Anne Caughlan

Submitted by esharpe on Thu, 07/12/2012 - 15:47

Project title: Apoptosis: A Novel Endpoint for Chlorpyrifos-Induced Neurotoxicity

| Project type: Thesis/Dissertation
Completed in: 2001 | Faculty advisor: Zhengui Xia


Pesticides are ubiquitous in our environment and exposure is common. However, fetuses, infants and children may be at an increased risk of toxicity. For example, widespread mercury poisoning in Iraq in the 1970's caused nervous system effects in children born to women exposed during pregnancy. However, many of the women showed no over toxicity. To date, there is little data regarding adverse effects of pesticide exposure in utero. However, given the widespread use of pesticides and the fact that most neurodevelopmental deficits arise from unknown causes, it is important to investigate how pesticides might contribute. We are researching mechanisms by which pesticides might interfere with neurodevelopment. A representative pesticide being studied is chlorpyrifos.

Chlorpyrifos is an organophosphate (OP) insecticide in worldwide use. Although its effects on acetylcholinesterase inhibition are well characterized in the adult, there is evidence suggesting the chlorpyrifos may have other effects, particularly during development. For example, immature animals are more sensitive to chlorpyrifos than adults though they recover acetylcholinesterase activity more quickly.
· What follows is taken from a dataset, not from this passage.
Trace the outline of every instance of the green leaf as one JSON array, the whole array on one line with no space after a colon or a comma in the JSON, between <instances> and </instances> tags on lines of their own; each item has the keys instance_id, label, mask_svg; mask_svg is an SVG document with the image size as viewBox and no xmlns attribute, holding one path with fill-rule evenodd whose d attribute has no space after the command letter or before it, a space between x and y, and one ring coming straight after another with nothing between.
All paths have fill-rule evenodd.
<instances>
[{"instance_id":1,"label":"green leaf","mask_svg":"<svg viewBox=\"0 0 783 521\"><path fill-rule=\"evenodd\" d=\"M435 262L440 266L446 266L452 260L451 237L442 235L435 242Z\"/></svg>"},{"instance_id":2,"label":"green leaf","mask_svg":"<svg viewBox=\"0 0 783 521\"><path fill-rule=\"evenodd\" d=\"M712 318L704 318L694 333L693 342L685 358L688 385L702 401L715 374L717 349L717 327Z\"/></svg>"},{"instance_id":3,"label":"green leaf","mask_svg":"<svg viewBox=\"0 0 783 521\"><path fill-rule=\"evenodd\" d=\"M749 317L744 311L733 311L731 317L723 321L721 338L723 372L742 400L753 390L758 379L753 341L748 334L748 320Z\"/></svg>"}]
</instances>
The effects of chlorpyrifos on neuronal apoptosis have not been characterized.

Apoptosis is a complex process that is critical to maintaining tissue homeostatis in the adult and to proper development of the CNS. Perturbations in the normal process have been associated with diseases, such as Parkinson's Disease, cancer and HIV. The mitogen activated protein (MAP) kinases are among the most thoroughly studied regulators of apoptosis.

Using an in vitro primary neuron culture system to model two stages of neuronal development, we have shown that chlorpyrifos and its active metabolite, chlorpyrifosoxon, induce apoptosis in postnatal and embryonic rat cortical neurons. Furthermore, we have shown that chlorpyrifos activates several of the MAP kinases known to be involved in the regulation of apoptosis. In addition, we have found that chlorpyrifos, chlorpyrifos-oxon and TCP may impair mitochondrial function. These data suggest that chlorpyrifos may induce neuronal apoptosis and that this cell death may be mediated by these MAP kinases in vivo. In addition, mitochondrial function may be another biomarker of effect. These data provide insight into the possible mechanisms by which chlorpyrifos exposure in utero might adversely affect neurodevelopment.